Going for Brokerage: SEC Report Highlights Best (and Worst) Practices in Cybersecurity Preparedness


February.12.2015

On February 3, 2015, the U.S. Securities and Exchange Commission released a Risk Alert addressing cybersecurity issues at brokerage and advisory firms, along with suggestions to investors on ways they can protect themselves and their online accounts.  FINRA issued a similar, more extensive "Report on Cybersecurity Practices" on the same day. 

The National Exam Program Risk Alert, "Cybersecurity Examination Sweep Summary" summarizes cybersecurity practices and policies of 57 registered broker-dealers, and 49 registered investment advisers based on examinations conducted by the SEC's Office of Compliance Inspections and Examinations ("OCIE").  These findings should be reviewed by CISOs and CIOs who have responsibility for cybersecurity protection because they highlight best practices and areas ripe for improvement.  It is reasonable to assume that both the SEC and FINRA will expect firms to review the findings and tailor their own internal assessments and practices to improve their cybersecurity posture, accordingly.  They also underscore that the simplest cyber-related scams (phishing, fraudulent e-mail scams, etc.) are still remarkably successful.
 
By way of background, on March 26, 2014, the SEC sponsored a Cybersecurity Roundtable, highlighting the role of cybersecurity in ensuring the integrity of the market system.  On April 15, 2014, OCIE announced that it would conduct a series of examinations to "assess cybersecurity preparedness in the securities industry and to obtain information about the industry's recent experiences with certain types of cyber threats."  As part of its examination, OCIE explained that it would focus on cybersecurity governance, identification and assessment of cybersecurity risks, protection of networks and information, risks associated with remote customer access and funds transfer requests, risks associated with vendors and third parties, detection of unauthorized activity, and experiences with certain cybersecurity threats.  Although OCIE spent considerable time gathering information relating to practices and policies, it did not conduct any technical review of firms' cybersecurity related programs.
 
Unsurprisingly, the vast majority of broker-dealers (88%) and advisers (74%) reported having experienced a cyberattack of one kind or another.  Among the most common were simple fraudulent e-mail scams, which were successful more than 25% of the time.  And although broker-dealers generally reported these events to the Financial Crimes Enforcement Network (FinCEN), very few reported these cases to law enforcement.
 
There are a number of lessons to be gleaned from the SEC's Alert, including:

  • Surveyed broker-dealers and advisers frequently relied on external standards to model their information security architecture and processes, such as the NIST (National Institute of Standards and Technology). 
  • While most firms conduct periodic firm-wide cybersecurity risk assessments, far fewer subject their vendors – a common point of entry for attackers – to similar scrutiny. 
  • Many firms (particularly financial advisers) failed to require vendors to conduct adequate cybersecurity assessments by not incorporating security requirements into agreements with vendors. 
  • Better-prepared firms made more extensive use of industry information-sharing networks, such as FS-ISAC (the "Financial Services Information Sharing and Analysis Center"), peers and conferences to identify best practices to improve their cybersecurity.
  • For firms that hold customer assets, it is important to define when the firm is responsible for a client's loss associated with a cyber incident, and to implement relevant policies and procedures in advance.  These should be consistent with customer agreements.
  • Unsophisticated fraudulent e-mail scams continue to be a significant problem, and are successful largely because individual employees fail to follow established customer identity verification policies.  It is not enough to implement strong policies and procedures – firms must continually educate, train and remind their employees not to deviate from them.
  • Firms' continued vigilance for insider threat actors appears to be successful, as evidenced by a relatively low incident rate of employee misconduct resulting in misappropriation of funds or securities.
  • About one-half of broker-dealers and one-fifth of advisers maintain insurance for losses caused by cybersecurity incidents, a measure that many firms may wish to consider.

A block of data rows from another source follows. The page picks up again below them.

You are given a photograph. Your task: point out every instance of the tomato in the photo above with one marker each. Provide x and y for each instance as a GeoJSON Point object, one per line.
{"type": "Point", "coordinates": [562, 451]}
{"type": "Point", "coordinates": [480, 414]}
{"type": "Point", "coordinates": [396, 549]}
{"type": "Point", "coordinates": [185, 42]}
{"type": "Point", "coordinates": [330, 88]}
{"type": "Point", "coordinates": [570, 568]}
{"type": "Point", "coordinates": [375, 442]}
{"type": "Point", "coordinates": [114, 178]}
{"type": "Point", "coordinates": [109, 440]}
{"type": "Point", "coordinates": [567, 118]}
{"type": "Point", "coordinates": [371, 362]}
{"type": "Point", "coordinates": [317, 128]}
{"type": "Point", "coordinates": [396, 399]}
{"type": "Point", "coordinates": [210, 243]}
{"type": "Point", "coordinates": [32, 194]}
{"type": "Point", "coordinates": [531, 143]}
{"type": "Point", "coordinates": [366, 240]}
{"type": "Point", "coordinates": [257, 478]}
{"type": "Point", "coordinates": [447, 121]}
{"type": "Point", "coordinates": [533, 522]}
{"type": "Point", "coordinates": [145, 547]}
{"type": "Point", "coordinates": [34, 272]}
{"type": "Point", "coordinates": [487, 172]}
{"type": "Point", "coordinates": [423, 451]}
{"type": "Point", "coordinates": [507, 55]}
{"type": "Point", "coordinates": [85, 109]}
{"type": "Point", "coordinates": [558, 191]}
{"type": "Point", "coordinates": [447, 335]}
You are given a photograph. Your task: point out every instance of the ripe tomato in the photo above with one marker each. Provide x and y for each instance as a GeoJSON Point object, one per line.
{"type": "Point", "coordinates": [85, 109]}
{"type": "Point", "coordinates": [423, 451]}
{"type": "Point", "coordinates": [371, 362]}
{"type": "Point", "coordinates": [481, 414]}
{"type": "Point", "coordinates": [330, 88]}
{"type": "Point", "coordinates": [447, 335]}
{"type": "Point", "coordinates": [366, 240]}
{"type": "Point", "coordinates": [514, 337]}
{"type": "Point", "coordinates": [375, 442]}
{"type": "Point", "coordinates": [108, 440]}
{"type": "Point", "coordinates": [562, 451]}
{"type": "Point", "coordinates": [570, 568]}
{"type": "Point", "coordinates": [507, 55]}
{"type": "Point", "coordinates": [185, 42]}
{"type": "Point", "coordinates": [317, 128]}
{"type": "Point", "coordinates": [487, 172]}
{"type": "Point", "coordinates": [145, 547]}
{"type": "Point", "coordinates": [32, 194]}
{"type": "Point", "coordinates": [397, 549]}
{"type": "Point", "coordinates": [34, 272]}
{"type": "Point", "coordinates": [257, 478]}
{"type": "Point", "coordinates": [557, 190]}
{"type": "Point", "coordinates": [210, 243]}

Takeaways:  OCIE's examination says a lot about what the SEC and other regulatory bodies think should be emphasized in cybersecurity.  Firms should consider themselves on notice of what is expected, and where they should turn their attention.  It is no longer enough to focus on improving the technical security defenses and measures of their own network through encryption or cyber-threat intelligence sharing.  Firms must also spend resources to address cybersecurity vulnerabilities introduced into their network through third-party vendors, and improve security training of internal employees to ensure strict compliance with established security programs and identity authentication protocols.